从FCA数据库中的loom文件中选择想要的cell构建SeuratObject

从FCA数据库中下载的原始.loom文件,选择自己选择想要的cells转换为Seurat对象。

将.loom文件格式数据转换为SeuratObject，需要SeuratDisk包。

1. SeuratDisk包安装

SeuratDisk包只能通过github安装，因此，需要下载devtools，然后再用devtools通过github安装。

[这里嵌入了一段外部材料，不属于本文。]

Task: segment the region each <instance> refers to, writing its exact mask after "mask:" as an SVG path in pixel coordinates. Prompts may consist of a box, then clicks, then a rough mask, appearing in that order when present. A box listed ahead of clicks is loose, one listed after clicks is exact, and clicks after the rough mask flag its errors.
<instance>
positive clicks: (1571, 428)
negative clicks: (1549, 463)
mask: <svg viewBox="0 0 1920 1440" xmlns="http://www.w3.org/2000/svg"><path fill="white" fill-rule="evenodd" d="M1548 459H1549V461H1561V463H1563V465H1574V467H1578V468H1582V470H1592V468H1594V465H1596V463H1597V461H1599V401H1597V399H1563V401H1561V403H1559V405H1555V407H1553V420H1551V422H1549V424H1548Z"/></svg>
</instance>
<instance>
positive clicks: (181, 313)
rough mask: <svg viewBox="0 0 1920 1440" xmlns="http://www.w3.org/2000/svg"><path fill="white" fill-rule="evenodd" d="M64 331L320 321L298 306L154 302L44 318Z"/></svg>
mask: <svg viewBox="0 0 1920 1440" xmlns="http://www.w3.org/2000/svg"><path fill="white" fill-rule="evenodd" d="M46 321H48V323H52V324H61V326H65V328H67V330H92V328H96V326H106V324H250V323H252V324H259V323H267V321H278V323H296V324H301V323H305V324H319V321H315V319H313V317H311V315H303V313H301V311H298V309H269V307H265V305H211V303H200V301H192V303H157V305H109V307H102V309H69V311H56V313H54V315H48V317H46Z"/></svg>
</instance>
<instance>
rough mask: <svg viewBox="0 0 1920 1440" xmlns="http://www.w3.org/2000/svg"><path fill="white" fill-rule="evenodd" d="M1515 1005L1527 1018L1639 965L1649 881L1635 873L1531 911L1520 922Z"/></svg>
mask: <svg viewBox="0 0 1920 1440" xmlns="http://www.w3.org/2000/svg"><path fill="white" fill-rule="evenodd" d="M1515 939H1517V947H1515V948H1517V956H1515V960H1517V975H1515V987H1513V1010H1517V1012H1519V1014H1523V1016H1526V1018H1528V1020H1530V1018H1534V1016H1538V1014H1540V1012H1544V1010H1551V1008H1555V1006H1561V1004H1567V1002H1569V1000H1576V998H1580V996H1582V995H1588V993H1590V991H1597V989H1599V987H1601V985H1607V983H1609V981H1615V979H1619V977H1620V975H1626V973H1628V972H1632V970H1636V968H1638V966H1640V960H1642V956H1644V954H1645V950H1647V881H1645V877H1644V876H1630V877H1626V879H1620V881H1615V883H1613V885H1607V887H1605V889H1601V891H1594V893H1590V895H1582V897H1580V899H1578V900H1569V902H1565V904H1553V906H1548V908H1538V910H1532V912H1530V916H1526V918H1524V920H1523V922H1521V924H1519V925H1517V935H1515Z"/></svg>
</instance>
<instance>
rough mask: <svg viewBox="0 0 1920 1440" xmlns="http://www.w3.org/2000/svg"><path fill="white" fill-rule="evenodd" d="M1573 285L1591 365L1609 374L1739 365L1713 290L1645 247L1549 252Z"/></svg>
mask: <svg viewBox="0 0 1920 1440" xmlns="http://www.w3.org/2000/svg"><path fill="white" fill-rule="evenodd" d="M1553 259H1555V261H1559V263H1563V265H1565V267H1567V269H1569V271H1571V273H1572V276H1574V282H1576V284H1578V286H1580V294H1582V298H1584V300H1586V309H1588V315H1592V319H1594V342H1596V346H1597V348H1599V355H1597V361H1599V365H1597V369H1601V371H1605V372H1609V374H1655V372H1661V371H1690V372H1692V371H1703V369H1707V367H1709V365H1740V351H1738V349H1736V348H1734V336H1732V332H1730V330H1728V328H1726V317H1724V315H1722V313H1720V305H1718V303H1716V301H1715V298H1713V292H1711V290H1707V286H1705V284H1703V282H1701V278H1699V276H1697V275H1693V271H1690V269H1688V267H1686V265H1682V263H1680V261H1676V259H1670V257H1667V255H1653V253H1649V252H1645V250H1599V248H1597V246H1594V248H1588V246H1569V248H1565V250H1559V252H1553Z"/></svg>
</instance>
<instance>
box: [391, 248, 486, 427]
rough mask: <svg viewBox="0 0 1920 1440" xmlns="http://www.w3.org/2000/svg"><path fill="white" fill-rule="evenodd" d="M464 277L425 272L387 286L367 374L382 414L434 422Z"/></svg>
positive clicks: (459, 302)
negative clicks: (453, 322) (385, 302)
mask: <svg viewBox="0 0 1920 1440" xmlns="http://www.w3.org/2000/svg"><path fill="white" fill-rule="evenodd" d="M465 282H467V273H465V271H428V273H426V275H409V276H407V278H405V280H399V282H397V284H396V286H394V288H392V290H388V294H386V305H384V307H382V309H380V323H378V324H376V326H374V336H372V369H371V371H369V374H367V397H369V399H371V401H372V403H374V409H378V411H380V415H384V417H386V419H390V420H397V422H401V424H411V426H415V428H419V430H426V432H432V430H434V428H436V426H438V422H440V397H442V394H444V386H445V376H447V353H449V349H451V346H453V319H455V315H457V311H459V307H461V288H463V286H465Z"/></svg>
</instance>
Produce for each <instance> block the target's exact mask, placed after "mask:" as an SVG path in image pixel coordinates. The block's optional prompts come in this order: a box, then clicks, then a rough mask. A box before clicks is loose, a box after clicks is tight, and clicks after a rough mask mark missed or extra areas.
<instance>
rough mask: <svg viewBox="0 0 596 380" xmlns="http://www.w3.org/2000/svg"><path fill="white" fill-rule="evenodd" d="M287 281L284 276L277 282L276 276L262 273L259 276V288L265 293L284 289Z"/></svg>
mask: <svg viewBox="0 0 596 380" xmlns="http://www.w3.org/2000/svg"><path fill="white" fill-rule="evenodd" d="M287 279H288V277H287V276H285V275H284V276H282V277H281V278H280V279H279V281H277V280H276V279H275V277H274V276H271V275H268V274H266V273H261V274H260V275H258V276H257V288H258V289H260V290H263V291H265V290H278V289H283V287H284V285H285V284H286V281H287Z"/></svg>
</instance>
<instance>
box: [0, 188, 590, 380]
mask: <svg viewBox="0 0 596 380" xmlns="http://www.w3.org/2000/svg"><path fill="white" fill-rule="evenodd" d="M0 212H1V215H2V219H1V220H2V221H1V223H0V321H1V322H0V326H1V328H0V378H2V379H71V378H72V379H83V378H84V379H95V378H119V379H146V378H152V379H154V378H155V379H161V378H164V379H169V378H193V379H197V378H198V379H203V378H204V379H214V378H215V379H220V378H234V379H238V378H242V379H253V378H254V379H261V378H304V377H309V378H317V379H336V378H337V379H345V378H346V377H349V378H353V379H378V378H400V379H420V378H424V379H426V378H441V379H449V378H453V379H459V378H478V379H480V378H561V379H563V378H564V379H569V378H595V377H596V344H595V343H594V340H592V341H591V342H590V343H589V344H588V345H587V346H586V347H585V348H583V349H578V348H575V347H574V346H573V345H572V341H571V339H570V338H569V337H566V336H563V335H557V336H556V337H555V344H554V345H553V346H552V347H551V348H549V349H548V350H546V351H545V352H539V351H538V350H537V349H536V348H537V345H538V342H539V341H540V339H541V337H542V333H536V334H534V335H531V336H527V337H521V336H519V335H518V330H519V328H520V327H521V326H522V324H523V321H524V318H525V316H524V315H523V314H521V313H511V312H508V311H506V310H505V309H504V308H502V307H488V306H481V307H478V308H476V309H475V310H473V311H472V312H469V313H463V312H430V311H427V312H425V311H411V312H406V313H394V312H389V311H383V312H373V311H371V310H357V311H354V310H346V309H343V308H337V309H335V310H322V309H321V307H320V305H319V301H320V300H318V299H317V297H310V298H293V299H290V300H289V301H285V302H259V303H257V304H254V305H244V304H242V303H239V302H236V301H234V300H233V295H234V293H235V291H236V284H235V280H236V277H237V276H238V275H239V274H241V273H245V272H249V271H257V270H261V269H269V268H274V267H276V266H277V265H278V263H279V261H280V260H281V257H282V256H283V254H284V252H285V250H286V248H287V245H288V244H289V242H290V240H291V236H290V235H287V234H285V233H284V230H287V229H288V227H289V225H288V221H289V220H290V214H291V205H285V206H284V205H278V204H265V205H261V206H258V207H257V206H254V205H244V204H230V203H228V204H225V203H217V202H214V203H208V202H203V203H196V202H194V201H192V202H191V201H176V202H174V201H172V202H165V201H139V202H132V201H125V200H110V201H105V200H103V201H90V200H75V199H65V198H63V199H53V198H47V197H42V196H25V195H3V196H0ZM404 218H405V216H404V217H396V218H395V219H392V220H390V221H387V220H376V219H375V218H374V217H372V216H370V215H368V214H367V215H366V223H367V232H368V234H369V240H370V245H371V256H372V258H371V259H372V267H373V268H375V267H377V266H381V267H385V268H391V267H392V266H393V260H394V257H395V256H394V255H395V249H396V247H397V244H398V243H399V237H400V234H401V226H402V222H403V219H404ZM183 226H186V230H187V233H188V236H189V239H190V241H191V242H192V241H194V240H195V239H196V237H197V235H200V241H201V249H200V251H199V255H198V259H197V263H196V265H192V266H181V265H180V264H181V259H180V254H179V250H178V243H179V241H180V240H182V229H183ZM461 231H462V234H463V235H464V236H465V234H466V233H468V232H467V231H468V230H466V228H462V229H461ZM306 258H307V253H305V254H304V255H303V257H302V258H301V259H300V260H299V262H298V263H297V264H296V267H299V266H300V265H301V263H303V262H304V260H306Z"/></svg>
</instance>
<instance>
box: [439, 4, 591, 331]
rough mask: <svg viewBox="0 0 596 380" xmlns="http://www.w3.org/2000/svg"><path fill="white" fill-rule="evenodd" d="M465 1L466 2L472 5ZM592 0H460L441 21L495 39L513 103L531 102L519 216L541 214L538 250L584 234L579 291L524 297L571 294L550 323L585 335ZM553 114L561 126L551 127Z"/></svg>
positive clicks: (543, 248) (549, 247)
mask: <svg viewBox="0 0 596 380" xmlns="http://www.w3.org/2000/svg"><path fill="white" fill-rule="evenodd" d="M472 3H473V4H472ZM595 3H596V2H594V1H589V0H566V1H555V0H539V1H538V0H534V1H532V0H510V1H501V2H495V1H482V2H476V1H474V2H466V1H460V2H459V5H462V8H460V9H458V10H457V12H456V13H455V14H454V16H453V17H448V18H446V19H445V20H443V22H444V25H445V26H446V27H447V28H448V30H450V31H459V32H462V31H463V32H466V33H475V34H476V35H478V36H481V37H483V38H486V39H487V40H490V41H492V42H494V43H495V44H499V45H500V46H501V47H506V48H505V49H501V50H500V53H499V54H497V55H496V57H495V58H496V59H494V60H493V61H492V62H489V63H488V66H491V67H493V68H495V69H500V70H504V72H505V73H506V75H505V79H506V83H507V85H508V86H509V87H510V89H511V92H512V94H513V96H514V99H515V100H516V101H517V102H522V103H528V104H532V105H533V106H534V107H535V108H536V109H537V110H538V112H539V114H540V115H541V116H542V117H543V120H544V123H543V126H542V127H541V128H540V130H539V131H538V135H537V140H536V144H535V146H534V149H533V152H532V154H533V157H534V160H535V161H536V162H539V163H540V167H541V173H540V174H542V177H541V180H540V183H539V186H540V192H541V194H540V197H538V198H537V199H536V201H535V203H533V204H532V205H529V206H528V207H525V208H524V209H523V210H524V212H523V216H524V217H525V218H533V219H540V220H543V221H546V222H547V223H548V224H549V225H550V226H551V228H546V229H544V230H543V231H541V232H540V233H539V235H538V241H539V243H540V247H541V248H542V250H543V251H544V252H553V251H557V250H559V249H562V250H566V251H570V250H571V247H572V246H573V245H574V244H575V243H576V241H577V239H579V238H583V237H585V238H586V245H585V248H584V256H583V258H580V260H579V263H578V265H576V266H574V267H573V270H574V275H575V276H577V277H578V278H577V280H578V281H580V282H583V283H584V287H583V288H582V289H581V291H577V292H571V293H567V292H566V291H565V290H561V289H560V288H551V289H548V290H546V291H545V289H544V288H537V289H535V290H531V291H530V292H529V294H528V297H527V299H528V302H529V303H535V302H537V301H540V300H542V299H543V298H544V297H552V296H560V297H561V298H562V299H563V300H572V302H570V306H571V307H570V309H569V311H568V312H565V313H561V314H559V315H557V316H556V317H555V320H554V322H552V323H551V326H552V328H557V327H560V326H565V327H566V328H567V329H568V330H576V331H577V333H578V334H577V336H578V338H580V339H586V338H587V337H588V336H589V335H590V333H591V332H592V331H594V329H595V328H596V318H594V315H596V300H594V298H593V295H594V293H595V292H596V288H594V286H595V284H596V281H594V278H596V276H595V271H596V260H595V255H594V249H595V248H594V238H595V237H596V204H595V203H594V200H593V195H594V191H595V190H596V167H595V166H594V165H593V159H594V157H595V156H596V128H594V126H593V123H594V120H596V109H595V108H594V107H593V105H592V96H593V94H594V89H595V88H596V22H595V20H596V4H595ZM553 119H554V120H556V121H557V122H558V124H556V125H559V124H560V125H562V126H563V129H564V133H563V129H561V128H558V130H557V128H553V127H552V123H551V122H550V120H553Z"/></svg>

1 2	install.packages("devtools") devtools::install_github("mojaveazure/SeuratDisk")

2. .loom文件格式

loom文件格式是HDF5文件的文件结构，可以有效地储存大型单细胞数据集。可以使用HDFview来查看其数据格式。
打开之后，数据格式如下：

/matrix中储存基因*细胞矩阵，/attrs中储存数据的一些相关信息，如数据创建日期，/col_attrs中储存矩阵列（细胞）的信息，如CellID、ClusterID、Embeddings信息等，/row_attrs中储存矩阵行（基因）的信息，如基因ID、细胞marker等。/layers中储存另外的基因*矩阵，例如scale.data。

3. 将loom转换为Seurat

由于Seurat::as.Seurat()所识别的loom文件和FCA数据库中的loom文件格式不太一样，因此不能直接转换，只能自己构建。
导入loom文件，并读取基因*细胞矩阵，这样读取的矩阵是raw counts，可以直接根据矩阵的属性访问。

> library(Seurat)
> library(SeuratDisk)
> ds <- Connect("r_fca_biohub_body_10x.loom",mode = "r")
# 读取全部矩阵
> fca_body_mat <- ds[["/matrix"]][,]
# 访问矩阵第一行第一列元素
> ds[["/matrix"]][1,1]
	0
# 读取矩阵的维度
> ds[["/matrix"]]$dims

读取loom文件中储存的细胞ID和基因ID信息，分别为矩阵的列名和行名。

fca_body_cellid <- ds[["/col_attrs/CellID"]][]
fca_body_geneid <- ds[["/row_attrs/Gene"]][]
colnames(fca_body_mat) <- fca_body_geneid
rownames(fca_body_mat) <- fca_body_cellid

将自己所需要的细胞ID存储于一个文件中并进行读取。

mycell <- read.table(file = "attrs_myline.txt",header = T,
sep = "\t")
mycell <- mycell$CellID
mycell <- as.array(mycell)

提取自己所需要的细胞的矩阵。

1 2	fca_my_mat <- fca_body_mat[rownames(fca_body_mat) %in% mycell,] rm(fca_body_mat)

将矩阵转换为稀疏矩阵(节省空间)并进行转置。

1 2	fca_my_mat <- Matrix::Matrix(fca_my_mat, sparse=T) fca_my_mat <- Matrix::t(fca_my_mat)

提取所需要的meta信息。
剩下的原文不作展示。